Marci Glaus, English language arts consultant at the Wisconsin Department of Public Instruction, contributed this post.

In the video trailer for Wisconsin Writes, you will hear Nickolas Butler say “you can’t be a good writer unless you’re a reader.” Through the author interviews and in review of the footage, I noticed a trend developing among most of the authors who participated in the project saying the same thing. The basis for such agreement is simply the idea that we can learn how to write by reading great writing. But it is so much more than just reading.

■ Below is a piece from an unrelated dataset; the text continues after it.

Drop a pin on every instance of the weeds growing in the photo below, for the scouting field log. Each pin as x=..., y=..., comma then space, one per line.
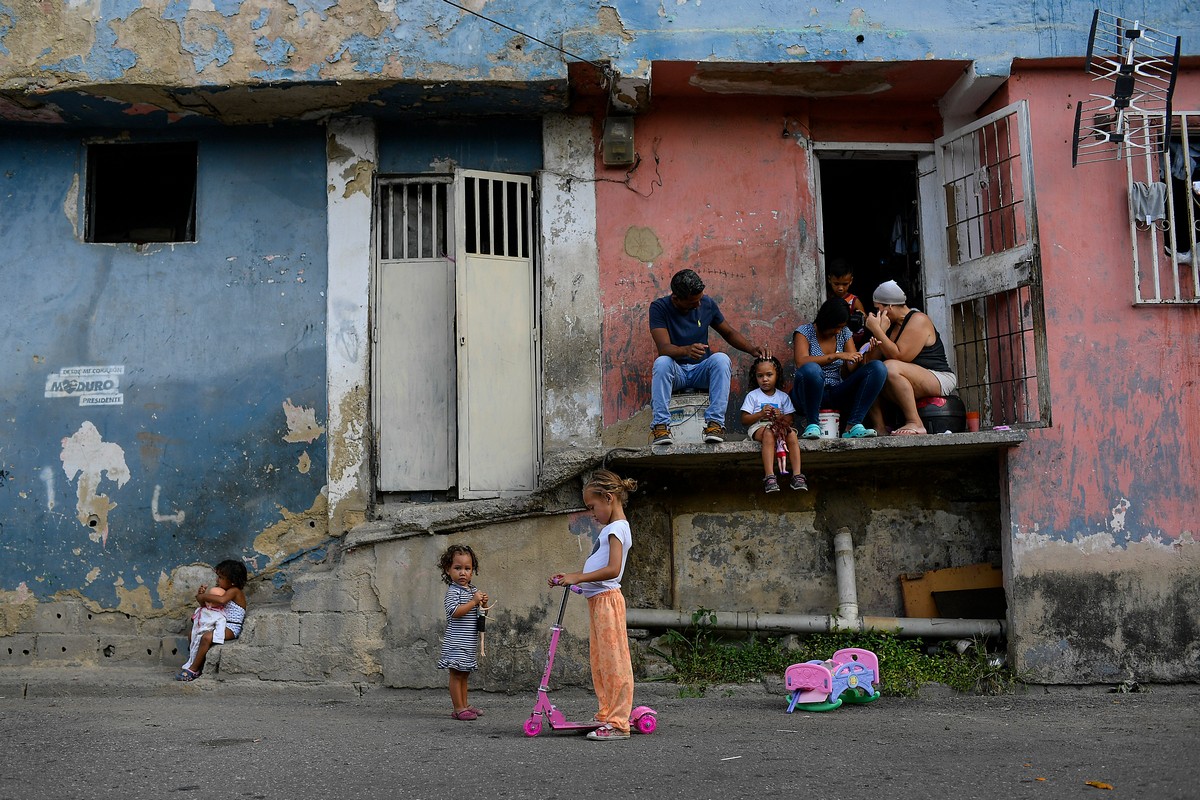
x=701, y=657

How many times have your read something and just let the story wash over you with little thought to the structure, word choice, or what the writer was doing to help you get lost in the text? I do it all the time. I found that I really have to step into a text much more purposefully when I am reading with a writer’s craft in mind if I am going to learn anything about writing. If I want to make my own writing better, I need to understand and be able to name what other writers have done so that I can try it out for myself if I find it useful. Even then, my writing can come in fits and starts while I try to tackle what the pros have done in a way that fits with what I am trying to do. It takes practice, but it is possible. Take, for example, speaker and writer Tasha Schuh and company. She talks about trying to start her first book several times, but growing frustrated each time before figuring out how to plan and put her ideas together. She states that while she loves to read, she had to find examples of books that she could use as models for her own. They helped her get started in her writing process which ended with her first book and landed her here, in this video series, working on her second.

Linda Godfrey advises students not only to “write, write write, and write some more,” but to “read, read read, and read some more.” She says this based on her own experience as a writer who ended up writing about things she never thought she would. Through extensive reading and writing experiences, she was able to step into different genres with success. This holds true with other writers who participated in Wisconsin Writes.